This article covers how to install & use the Auto1111/ForgeUI SegmentAnything extension, which uses a combination of GroundingDino for detection boxes of concepts in any image then SegmentAnything to generate masks for LoRa Training, img2img, Controlnet...
It can be found here : https://github.com/continue-revolution/sd-webui-segment-anything
This extension is very powerful and is IMHO worth installing Auto1111/ForgeUI just for it.
NB : If you know alternative solutions, for ComfyUI or whatever, please leave a comment 😊
Installation :
The simplest way to install it is using the “Extensions Tab > Install from URL” in uto1111/ForgeUI
Follow the readme on github. DO READ IT at some point. It contains a lot of valuable information, even very interesting stuff about Controlnet I have not mastered yet.
There are also some videos showing how it works. It’s pretty straightforward tbh.
It will not work out of the box, you need to download a SAM model from the readme page and paste it in your extension folder (for me “C:\Forge\webui\extensions\sd-webui-segment-anything-altoids”).
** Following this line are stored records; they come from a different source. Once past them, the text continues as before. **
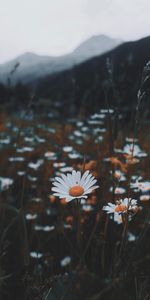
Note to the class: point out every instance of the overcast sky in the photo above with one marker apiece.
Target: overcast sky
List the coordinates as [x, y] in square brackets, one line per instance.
[55, 27]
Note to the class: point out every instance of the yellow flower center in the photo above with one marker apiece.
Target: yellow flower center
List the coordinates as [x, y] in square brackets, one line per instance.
[76, 191]
[121, 208]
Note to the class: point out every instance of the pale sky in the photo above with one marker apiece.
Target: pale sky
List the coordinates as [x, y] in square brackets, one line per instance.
[55, 27]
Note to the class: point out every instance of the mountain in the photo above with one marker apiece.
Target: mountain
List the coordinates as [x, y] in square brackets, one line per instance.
[30, 66]
[113, 77]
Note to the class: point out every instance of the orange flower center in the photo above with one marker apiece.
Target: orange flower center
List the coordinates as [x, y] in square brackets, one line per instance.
[76, 191]
[121, 208]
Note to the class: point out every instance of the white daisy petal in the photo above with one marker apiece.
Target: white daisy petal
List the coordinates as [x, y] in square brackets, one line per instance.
[73, 186]
[60, 186]
[69, 178]
[64, 177]
[60, 195]
[91, 183]
[84, 177]
[88, 179]
[55, 189]
[78, 177]
[60, 180]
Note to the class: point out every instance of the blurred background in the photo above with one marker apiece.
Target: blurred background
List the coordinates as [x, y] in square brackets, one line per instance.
[74, 94]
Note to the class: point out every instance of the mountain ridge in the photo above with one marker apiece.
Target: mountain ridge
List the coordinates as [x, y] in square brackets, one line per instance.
[32, 66]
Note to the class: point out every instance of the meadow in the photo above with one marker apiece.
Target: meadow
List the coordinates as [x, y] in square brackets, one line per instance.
[95, 246]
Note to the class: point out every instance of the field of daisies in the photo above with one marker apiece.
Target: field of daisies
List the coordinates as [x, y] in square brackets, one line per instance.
[75, 207]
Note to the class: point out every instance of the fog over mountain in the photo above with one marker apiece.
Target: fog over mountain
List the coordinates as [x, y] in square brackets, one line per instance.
[30, 66]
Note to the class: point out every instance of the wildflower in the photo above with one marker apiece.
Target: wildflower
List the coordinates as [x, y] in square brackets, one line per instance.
[121, 206]
[74, 186]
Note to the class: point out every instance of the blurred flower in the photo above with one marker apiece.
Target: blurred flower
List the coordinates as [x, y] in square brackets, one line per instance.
[121, 207]
[74, 185]
[65, 261]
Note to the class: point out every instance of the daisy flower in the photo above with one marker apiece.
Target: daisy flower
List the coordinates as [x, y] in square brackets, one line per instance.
[121, 207]
[74, 185]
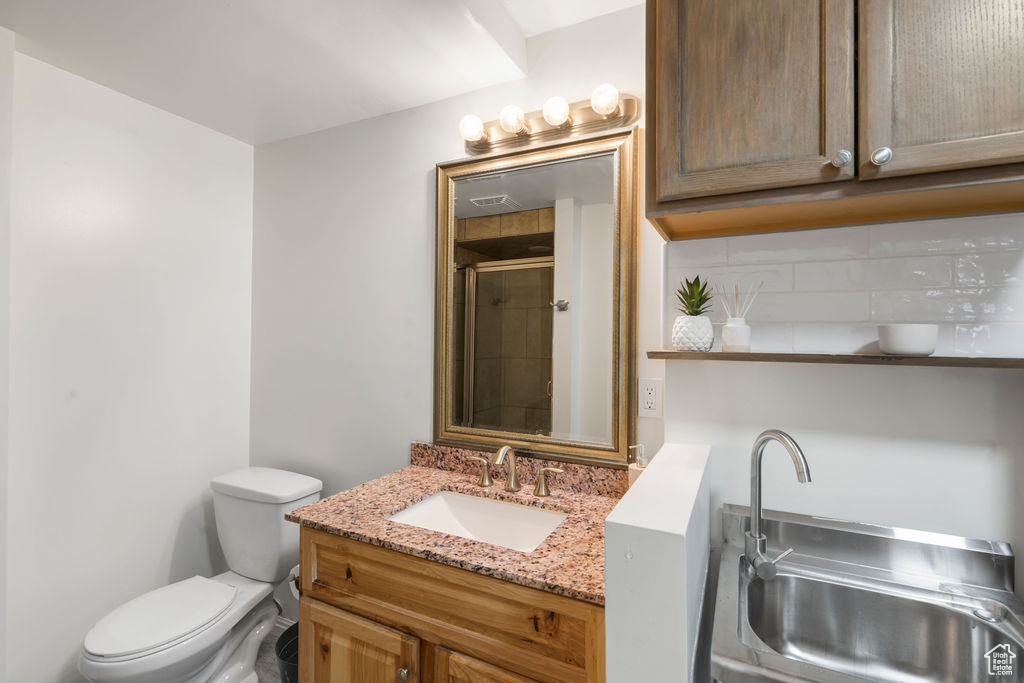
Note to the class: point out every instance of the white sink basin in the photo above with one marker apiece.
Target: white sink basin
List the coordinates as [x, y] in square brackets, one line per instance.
[507, 524]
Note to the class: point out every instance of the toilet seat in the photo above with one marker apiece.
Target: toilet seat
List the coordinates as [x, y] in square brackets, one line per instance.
[160, 619]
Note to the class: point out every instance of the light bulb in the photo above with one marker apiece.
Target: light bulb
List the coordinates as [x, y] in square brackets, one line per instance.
[471, 128]
[556, 112]
[513, 120]
[604, 99]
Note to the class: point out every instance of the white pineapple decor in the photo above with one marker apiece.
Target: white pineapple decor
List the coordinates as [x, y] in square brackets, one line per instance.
[692, 330]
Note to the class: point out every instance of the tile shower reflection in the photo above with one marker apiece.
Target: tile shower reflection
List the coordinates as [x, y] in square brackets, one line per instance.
[523, 240]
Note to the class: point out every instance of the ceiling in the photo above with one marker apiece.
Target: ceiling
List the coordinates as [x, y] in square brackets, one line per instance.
[265, 70]
[536, 16]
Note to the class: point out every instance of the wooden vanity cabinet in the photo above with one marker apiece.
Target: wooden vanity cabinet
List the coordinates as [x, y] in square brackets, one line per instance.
[336, 645]
[380, 612]
[751, 101]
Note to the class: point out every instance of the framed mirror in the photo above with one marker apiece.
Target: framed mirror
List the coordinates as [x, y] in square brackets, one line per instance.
[536, 298]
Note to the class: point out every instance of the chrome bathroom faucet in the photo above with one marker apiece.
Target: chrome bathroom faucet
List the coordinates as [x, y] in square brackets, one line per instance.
[755, 545]
[512, 482]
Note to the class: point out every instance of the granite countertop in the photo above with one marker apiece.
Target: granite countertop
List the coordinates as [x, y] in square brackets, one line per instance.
[569, 561]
I’m using the SAM-HQ largest one
Also, go to Settings tab > Segment Anything and tick “Use local groundingdino to bypass C++ problem” to get rid of some annoying messages in the terminal further on.
How to use it to generate masks
Quick explanation of how it works to generate a single mask before we move on to batch generation to do the whole dataset 😉
You go to either Txt2img or Img2Img tab then you unfold SegmentAnything.
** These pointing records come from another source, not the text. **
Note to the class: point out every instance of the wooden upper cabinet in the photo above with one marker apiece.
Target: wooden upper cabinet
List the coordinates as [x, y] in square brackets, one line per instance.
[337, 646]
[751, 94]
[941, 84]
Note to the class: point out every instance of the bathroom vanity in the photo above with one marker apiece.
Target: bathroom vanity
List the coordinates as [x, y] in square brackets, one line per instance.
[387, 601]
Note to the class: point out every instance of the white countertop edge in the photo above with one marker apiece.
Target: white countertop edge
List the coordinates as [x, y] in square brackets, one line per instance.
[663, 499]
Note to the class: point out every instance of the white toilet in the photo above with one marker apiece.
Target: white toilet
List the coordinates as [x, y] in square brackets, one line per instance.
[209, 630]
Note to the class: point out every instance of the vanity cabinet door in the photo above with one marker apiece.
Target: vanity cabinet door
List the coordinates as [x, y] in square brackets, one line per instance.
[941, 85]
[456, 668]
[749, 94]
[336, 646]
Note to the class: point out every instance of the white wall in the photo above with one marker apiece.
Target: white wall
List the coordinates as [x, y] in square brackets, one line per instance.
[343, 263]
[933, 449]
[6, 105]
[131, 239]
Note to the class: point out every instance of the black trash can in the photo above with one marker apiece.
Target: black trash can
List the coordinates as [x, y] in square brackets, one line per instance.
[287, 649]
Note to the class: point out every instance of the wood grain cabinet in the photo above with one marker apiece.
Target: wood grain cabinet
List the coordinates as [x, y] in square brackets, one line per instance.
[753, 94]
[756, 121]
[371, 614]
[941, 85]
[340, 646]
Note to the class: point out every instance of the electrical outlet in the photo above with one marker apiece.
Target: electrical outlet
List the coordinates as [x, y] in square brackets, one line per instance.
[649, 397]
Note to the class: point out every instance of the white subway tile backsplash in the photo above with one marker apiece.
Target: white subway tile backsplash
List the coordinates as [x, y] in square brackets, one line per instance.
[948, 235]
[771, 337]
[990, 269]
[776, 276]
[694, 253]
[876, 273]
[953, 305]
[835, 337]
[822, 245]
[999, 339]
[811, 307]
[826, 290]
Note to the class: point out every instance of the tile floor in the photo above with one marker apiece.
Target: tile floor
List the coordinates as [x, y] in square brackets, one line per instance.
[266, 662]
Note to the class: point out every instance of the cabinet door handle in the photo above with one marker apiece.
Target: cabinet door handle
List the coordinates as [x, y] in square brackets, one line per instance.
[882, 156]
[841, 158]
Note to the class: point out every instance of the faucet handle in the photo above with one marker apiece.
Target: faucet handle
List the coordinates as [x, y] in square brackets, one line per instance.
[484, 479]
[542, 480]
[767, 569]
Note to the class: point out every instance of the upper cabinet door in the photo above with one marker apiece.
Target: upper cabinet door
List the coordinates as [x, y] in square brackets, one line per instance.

Then you have to select the SAM model you want to use, and upload a picture.
There you have two options :
Click on the picture to specify through positive and negative points what you want to keep or exclude in the picture. I’m not using that - it won’t work for batchs
Enable GroundingDino so you can prompt what you want to keep
So you tick Enable GroundingDino and select a GroundingDino model. Despite being smaller, I prefer the SwinT_OGC one because in my tests I could use the “Only Female face” in the Detection Prompt. That’s right. It’s able to detect only the girl’s face !
You can use detection prompts such as : “Face”, “Face and hair”, “Person”, “Body”, “Mouth”, “Nose”, “Mouth and nose”, “Eyes”. (Tell me if you find good ones please)
It is truly awesome but has some limitations. I haven’t found how to use negative prompts (“Face without mouth” for instance) with it, doesn’t seem possible with the extension.
The Box Threshold defines how tolerant the detection is. Default 0.3 value is fine.
Click on “I want to preview” so you can test your prompt on your picture. Depending on your prompt you will see one or several boxes appear.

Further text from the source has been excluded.